DNA-barcoded surface protein staining
CD4+ T cells from four participants (236, 829, 739, and 799) in unstimulated conditions and all participants in the antigen stimulated conditions were stained with a full panel of 24 surface protein markers [IL7RA (clone A019D5), CCR7 (clone G043H7), CD25 (clone BC96), CD27 (clone O323), CD3 (clone UCHT1), CD4 (clone RPA-T4), CD8 (clone RPA-T8), CD45RA (clone HI100), CD45RO (clone UCHL1), CD62L (clone DREG-56), CD69 (clone FN50), HLA-DR clone (L243), CD47 (clone CC2C6), CCR5 (clone J418F1), CXCR3 (clone G025H7), CCR6 (clone G034E3), CCR4 (clone L291H4), CXCR5 (clone J252D4), CD40L (clone 24-31), 4-1BB (clone 4B4-1), OX40 (clone ACT35), PD-1 (clone EH12.2H7), CTLA-4 (clone BNI3), and TIGIT (clone A15153G)] and three isotype control staining antibodies [mouse IgG1 (clone MOPC-21), mouse IgG2a (clone MOPC-173), and mouse IgG2b (clone MPC-11)]. CD4+ T cells from antigen stimulated conditions were additionally stained with anti-human Hashtag antibodies (BioLegend Total-seq C) for sample pooling. CD4+ T cells from four individuals (M2, M3, 640, and 910) in the unstimulated condition were stained with a panel of 13 antibodies [IL7RA (clone A019D5), CCR7 (clone G043H7), CD25 (clone BC96), CD27 (clone O323), CD3 (clone UCHT1), CD4 (clone RPA-T4), CD45RA (clone HI100), CD45RO (clone UCHL1), CD62L (clone DREG-56), CD69 (clone FN50), HLA-DR (clone L243), PD-1 (clone EH12.2H7), and TIGIT (clone A15153G)] and the same three isotype control staining antibodies [mouse IgG1 (clone MOPC-21), mouse IgG2a (clone MOPC-173), and mouse IgG2b (clone MPC-11)].

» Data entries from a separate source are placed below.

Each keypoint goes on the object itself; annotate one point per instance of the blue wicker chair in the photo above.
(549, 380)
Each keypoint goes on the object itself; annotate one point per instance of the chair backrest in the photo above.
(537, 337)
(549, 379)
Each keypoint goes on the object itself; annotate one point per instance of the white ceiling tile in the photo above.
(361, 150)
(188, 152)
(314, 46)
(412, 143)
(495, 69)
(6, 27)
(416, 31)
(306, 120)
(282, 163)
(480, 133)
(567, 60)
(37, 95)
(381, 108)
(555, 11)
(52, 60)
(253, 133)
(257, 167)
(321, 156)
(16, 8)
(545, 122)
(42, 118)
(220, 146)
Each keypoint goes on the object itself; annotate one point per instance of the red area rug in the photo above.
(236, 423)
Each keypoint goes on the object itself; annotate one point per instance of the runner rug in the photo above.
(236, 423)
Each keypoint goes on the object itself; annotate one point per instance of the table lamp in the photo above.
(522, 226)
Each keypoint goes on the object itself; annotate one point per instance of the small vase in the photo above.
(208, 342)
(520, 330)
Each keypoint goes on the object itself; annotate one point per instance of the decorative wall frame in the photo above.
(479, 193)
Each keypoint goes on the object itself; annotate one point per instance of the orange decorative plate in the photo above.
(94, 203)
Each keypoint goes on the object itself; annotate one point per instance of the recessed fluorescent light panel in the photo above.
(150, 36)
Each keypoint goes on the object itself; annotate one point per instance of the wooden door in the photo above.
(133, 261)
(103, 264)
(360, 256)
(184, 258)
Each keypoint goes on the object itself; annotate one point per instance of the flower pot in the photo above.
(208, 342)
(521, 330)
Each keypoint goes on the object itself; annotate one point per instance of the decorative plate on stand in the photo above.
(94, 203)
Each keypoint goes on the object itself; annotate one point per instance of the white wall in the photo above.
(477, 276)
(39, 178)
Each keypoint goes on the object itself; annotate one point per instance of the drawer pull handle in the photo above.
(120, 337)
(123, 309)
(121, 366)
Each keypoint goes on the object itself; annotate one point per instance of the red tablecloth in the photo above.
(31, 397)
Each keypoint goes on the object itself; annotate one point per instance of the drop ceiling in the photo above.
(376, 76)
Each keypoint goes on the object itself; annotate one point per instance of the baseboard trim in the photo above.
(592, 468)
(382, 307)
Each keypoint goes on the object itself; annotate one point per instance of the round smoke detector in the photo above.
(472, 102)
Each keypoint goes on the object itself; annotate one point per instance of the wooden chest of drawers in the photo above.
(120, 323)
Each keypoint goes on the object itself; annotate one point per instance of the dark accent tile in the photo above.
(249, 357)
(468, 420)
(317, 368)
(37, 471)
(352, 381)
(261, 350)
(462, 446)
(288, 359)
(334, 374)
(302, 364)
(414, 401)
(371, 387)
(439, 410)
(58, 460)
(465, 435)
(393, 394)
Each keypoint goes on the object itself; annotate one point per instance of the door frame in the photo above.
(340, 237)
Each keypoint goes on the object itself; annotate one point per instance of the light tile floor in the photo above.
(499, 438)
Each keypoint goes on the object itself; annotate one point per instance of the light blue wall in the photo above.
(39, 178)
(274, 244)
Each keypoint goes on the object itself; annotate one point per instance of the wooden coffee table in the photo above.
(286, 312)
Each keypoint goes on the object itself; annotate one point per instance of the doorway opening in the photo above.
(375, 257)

ECCITE-seq library preparation and sequencing
Cells were loaded into the 10x Genomics Chromium Controller with a target capture of 10,000 single cells per sample. Library preparation for the single cell immune profiling with feature barcoding were performed according to manufacturer instructions (10x document CG000186 Rev D). Briefly, polyadenylated mRNA was reverse transcribed using poly(dT) primers and captured by template switch oligos. DNA barcodes on the surface protein staining and hashing antibodies were captured by annealing the reverse complement template switch oligo to the template switch oligo. After cDNA amplification, high molecular weight DNA was isolated for separate T cell receptor (TCR) and transcriptome library preparation, while low molecular weight DNA was used for surface antibody barcode library preparation. Libraries were then sequenced on either HiSeq 4000 or NovaSeq 6000 in appropriate read configurations.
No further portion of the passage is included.